The attacker then borrowed 269,042.22851562785 BOO tokens ($1.3 million based on the BOO price at the time) through a flash loan, leaving only 0.000000000001 tokens remaining.

Since the price of a token in a decentralized exchange is determined by the ratio between it and the token it is priced in, this must have caused the price of BOO to skyrocket. 

The attacker then deposited a single BOO token and proceeded to borrow $9.1 million worth of wrapped Fantom (FTM) tokens, profiting $7.8 million in the process.

The attacker then repeated the attack to gain other tokens, including Magic Internet Money (MIM), sFTMX, Axelar USDC (axlUSDC), Bitcoin (BTC), Ether (ETH), and USD Coin (USDC). Some estimates have claimed that the attack drained a total of $12 million.

Franklin did not speculate on how the attacker was able to regain enough BOO to pay back the flash loan. However, one likely explanation is that they purchased it from a different liquidity pool at a much lower price.

DeFi users should consider the risks of depositing to platforms that carry low liquidity tokens, as the prices of these tokens can often easily be manipulated.

The pseudonymous founder of Polter Finance, known as Whichghost, has filed a police report regarding the incident and is attempting to negotiate with the attacker.

CoinPoker hit with hot wallet hack

Crypto poker platform CoiPoker was recently the victim of a private key hack, according to a Nov. 18 report from blockchain analytics platform Cyvers. The attacker made transfers across several different networks, including BNB Smart Chain, Ethereum and Polygon.

On Nov. 16, the poker platform attempted to open negotiations with the attacker by posting a message to the Ethereum network.

“We are aware of the activity involving funds stolen from the wallet address [beginning with 0x3c17],” the message stated. “We seek to establish secure communication to address this matter constructively. [ …] We are willing to discuss terms, including a potential bounty, for the safe return of the funds.”

Blockchain data shows the attacker has already deposited most of the stolen funds to privacy mixer Tornado Cash, making it difficult to trace, which may create weakness in the platform’s negotiating position.

Coinpoker attacker launders funds through tornado cash: Source: Etherscan

Web3 users should be aware that they can lose funds if a centralized gaming platform is hacked and loses customers’ deposits. Luckily, CoinPoker appears to have been resilient in the face of this particular attack, as withdrawals appear to be functioning normally at present.

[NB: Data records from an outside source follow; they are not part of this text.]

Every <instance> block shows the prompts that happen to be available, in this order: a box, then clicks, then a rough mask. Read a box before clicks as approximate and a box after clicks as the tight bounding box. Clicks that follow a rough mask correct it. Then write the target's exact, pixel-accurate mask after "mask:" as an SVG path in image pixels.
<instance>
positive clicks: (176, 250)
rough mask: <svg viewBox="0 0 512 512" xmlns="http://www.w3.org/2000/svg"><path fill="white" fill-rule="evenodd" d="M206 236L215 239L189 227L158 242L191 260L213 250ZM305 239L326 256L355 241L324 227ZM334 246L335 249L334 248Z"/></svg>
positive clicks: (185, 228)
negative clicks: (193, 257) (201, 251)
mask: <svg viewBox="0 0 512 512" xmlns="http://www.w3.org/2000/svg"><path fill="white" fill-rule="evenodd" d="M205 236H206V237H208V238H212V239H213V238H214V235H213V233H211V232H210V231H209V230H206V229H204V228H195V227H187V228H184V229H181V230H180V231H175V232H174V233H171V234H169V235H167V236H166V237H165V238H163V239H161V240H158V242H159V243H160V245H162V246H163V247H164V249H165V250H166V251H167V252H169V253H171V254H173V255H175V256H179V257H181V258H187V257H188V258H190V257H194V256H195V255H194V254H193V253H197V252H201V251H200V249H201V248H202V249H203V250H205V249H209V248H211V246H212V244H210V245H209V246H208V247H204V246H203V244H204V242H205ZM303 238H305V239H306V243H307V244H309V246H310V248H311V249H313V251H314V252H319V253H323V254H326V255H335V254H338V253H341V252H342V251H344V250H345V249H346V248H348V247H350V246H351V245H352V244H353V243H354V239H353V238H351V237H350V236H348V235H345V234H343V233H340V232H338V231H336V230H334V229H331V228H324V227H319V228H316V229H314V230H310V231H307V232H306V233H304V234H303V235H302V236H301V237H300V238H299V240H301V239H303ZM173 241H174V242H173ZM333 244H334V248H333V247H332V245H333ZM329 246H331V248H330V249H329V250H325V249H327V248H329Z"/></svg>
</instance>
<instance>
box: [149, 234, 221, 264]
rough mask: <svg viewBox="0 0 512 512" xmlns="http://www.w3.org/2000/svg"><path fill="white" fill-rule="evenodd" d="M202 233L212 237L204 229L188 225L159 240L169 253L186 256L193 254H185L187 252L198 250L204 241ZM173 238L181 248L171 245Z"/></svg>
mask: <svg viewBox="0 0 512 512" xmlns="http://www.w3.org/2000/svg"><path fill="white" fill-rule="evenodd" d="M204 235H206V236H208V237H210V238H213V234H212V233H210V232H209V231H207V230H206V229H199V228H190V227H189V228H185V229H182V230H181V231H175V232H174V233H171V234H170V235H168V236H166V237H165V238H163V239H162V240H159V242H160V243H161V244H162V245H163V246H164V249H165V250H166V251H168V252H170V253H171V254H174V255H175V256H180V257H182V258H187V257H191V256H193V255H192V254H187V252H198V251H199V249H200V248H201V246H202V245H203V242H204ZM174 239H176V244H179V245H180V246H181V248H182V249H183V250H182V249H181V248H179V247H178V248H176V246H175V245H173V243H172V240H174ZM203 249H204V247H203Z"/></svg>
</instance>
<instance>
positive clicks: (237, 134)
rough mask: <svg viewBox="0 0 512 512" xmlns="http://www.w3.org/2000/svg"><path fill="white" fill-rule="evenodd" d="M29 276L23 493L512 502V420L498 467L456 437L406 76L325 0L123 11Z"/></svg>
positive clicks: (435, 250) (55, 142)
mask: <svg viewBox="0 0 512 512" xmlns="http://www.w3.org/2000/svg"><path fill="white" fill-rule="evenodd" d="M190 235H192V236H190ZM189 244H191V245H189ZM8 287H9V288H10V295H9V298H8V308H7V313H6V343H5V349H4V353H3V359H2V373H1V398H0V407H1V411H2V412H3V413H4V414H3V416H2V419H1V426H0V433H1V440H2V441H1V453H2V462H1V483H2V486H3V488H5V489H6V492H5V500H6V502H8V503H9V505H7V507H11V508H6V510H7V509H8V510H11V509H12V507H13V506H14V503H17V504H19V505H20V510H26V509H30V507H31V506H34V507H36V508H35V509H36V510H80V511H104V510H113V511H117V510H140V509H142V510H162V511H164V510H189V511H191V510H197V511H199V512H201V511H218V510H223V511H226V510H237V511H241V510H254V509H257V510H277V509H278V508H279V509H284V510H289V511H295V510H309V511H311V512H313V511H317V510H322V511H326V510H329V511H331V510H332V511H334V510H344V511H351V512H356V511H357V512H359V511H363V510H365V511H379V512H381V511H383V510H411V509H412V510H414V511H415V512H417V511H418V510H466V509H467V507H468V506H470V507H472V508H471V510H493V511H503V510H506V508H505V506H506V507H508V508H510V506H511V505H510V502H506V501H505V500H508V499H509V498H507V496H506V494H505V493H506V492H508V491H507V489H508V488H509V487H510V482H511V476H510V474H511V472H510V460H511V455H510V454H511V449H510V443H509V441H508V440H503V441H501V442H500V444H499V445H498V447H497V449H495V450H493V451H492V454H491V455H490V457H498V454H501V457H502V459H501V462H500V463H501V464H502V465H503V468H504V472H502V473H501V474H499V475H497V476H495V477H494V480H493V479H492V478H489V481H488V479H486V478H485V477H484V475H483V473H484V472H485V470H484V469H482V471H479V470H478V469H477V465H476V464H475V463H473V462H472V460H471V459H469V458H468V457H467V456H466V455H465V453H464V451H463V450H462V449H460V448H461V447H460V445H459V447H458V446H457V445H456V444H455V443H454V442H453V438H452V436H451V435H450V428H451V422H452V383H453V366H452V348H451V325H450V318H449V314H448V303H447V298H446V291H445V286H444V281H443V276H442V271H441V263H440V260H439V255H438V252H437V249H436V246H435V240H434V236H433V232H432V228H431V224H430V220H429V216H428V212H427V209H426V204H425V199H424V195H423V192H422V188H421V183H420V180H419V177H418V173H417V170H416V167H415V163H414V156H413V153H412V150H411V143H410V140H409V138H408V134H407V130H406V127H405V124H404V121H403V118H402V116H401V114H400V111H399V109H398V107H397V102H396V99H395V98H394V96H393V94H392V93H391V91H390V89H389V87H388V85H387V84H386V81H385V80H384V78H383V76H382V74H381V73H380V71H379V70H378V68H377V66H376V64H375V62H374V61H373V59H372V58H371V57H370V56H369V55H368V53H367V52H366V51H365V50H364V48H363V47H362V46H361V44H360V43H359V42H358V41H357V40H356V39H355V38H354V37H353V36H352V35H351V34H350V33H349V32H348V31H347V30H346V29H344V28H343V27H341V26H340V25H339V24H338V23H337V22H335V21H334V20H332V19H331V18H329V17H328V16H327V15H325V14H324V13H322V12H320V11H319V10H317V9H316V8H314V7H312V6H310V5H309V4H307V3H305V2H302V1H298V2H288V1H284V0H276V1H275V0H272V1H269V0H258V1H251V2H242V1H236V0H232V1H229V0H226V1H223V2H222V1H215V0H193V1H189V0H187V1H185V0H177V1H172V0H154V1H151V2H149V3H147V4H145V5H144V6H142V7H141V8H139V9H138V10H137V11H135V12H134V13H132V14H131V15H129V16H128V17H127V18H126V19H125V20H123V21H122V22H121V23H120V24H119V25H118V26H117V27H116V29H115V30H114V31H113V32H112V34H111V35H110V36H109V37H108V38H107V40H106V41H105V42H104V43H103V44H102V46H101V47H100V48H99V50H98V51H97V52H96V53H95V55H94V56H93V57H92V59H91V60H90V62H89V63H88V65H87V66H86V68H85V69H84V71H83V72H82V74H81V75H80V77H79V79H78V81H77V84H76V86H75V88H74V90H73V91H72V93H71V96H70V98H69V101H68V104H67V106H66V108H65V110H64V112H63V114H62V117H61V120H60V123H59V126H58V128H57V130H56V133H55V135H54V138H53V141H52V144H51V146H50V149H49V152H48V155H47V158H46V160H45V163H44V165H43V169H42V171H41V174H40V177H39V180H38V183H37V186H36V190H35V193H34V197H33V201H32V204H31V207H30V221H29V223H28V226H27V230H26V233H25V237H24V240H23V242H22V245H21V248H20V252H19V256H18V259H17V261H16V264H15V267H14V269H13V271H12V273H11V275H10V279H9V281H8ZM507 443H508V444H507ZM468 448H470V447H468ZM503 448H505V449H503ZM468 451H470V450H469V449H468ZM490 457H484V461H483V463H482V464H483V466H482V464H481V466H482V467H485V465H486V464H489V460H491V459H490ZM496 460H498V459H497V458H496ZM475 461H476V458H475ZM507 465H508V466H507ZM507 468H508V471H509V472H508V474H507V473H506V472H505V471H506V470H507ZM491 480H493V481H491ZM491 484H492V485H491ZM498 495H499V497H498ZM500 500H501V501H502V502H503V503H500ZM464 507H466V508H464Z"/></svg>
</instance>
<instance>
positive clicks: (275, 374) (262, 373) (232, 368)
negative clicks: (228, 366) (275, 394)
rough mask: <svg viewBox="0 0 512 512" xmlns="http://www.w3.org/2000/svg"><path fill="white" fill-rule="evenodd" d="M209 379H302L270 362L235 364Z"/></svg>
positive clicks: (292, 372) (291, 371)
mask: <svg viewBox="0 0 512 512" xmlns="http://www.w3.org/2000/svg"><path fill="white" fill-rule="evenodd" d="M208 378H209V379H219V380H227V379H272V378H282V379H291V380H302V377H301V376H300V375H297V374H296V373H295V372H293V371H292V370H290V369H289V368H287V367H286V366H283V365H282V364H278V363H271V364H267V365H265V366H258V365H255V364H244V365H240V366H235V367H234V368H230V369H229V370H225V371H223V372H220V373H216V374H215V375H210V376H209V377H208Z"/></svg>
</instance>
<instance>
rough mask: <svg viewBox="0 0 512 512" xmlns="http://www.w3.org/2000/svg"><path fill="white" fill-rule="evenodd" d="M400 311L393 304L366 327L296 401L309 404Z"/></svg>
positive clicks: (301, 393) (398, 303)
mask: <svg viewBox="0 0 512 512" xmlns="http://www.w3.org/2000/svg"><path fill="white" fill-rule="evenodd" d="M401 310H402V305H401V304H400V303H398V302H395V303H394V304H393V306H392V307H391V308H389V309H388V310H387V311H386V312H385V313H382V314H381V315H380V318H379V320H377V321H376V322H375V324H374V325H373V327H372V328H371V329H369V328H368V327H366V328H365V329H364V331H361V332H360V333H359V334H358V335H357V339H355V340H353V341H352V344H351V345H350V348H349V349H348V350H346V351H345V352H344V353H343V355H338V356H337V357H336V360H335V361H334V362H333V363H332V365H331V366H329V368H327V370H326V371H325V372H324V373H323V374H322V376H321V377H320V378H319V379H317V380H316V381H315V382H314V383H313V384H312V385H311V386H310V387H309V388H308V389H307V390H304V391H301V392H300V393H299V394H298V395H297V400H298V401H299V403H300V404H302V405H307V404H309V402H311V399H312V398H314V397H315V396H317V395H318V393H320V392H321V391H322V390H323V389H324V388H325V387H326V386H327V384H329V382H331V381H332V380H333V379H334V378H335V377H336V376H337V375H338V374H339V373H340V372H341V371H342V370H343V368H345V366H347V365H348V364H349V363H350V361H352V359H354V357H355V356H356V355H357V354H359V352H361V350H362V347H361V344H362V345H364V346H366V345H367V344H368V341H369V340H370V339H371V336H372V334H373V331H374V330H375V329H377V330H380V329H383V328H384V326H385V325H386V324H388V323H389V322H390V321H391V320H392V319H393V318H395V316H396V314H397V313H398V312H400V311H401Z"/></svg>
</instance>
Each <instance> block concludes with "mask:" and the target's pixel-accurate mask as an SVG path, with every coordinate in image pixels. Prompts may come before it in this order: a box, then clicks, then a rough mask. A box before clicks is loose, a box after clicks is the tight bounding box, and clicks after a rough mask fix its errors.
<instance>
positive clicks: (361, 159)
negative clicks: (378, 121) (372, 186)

Man gets 24 years for bank-crashing crypto scam

A man from the United States city of Elkhart, Kansas received a 24-year prison sentence for his role in a crypto scam that crashed the Heartland Tri-State Bank, according to a Nov. 5 report from United Kingdom technology news site The Register. The leader behind the scam has still not been apprehended by authorities.

According to the report, 53-year-old Shan Hanes was the CEO of Heartland Tri-State Bank at the time that he came in contact with a crypto scammer via WhatsApp in 2023.

The scammer reportedly convinced Hanes to invest in a fake cryptocurrency investment scheme. But Hanes didn’t just contribute his own money. He also embezzled funds from the Elkhart Church of Christ and the Santa Fe Investment Club, organizations for which he was in charge of handling the finances. 

In addition, Hanes eventually began draining funds from the bank itself. Over $47 million was drained from Heartland Tri-State Bank deposits and sent into this crypto scam, but the scam never turned any real profits, and the money was simply pocketed by its unnamed founder.

The bank’s chief financial officer eventually reported Hanes’ embezzlement to authorities. But by that time, the losses were so large that they were greater than the bank’s capitalization, causing it to go bankrupt.

According to a July 2023 CNN report, the failed bank was first bailed out by the US Federal Deposit Insurance Corporation, then purchased by Dream First Bank of Syracuse and reopened.

According to the report, authorities managed to recover $8 million from Hanes’ wallets, but the remaining $39 million was lost forever.

Crypto investors may want to be skeptical of crypto investments that cannot be tracked on a blockchain through a public block explorer. These types of “projects” often turn out to be fictional.